Hello friends,
Three aelindromes this week! The last one is a new one. Enjoy! (And if you do, please consider supporting my work by purchasing my new book The Robots of Babylon.)
The aelindrome is a constraint I invented several years back. An aelindrome structures its letters according to a numerical palindrome. For example, the phrase “Melody, a bloody elm” is an aelindrome structured by the sequence 1234321: [m]1 [el]2 [ody]3 [a blo]4 [ody]3 [el]2 [m]1 (“Melody, a bloody elm”).
By convention, aelindromes are said to be “in” the forward half of their numerical palindrome (up to and including its pivot). Thus, “Melody, a bloody elm” is an aelindrome in 1234.

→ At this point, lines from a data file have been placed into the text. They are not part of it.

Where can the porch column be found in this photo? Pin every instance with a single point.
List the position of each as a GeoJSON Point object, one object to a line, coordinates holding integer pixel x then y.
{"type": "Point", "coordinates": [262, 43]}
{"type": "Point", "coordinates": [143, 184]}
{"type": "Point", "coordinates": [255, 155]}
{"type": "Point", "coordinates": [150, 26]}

SOLSTICE (Aelindrome in Pi to 13 digits)
3141592653589
Solstice:
new, it evokes
old needs
and raw senses.
Sun rids us:
what binds us
bids us.
What sunrise saw
sends and reevokes.
Old, new…
it entices Sol.
FOR THE OLDER POEMS (Aelindrome in the Square Root of 2 to 20 digits)
14142135623730950488
The art,
a losing sun,
as she emerges,
only a swan
to her suffering,
may be dark
as turns of sky.
Do seas turn
so dark, maybe,
suffering her
as wantonly?
So, emerge as she —
sung in a lost heart.
THE PLAINS (Aelindrome in the Square Root of 3 to 18 digits)
173205080756887729
Hazy heat wallowed.
Beasts had owed the plains
time’s pantomime:
crows begging the moon;
sins adoring sins.
A moon singing,
the crows began to mime.
Time’s plains
wed the past,
shadowed
below
a lazy heath.
I love these, Anthony - thank you! There should be more maths in poetry generally, I feel (and vice versa of course)!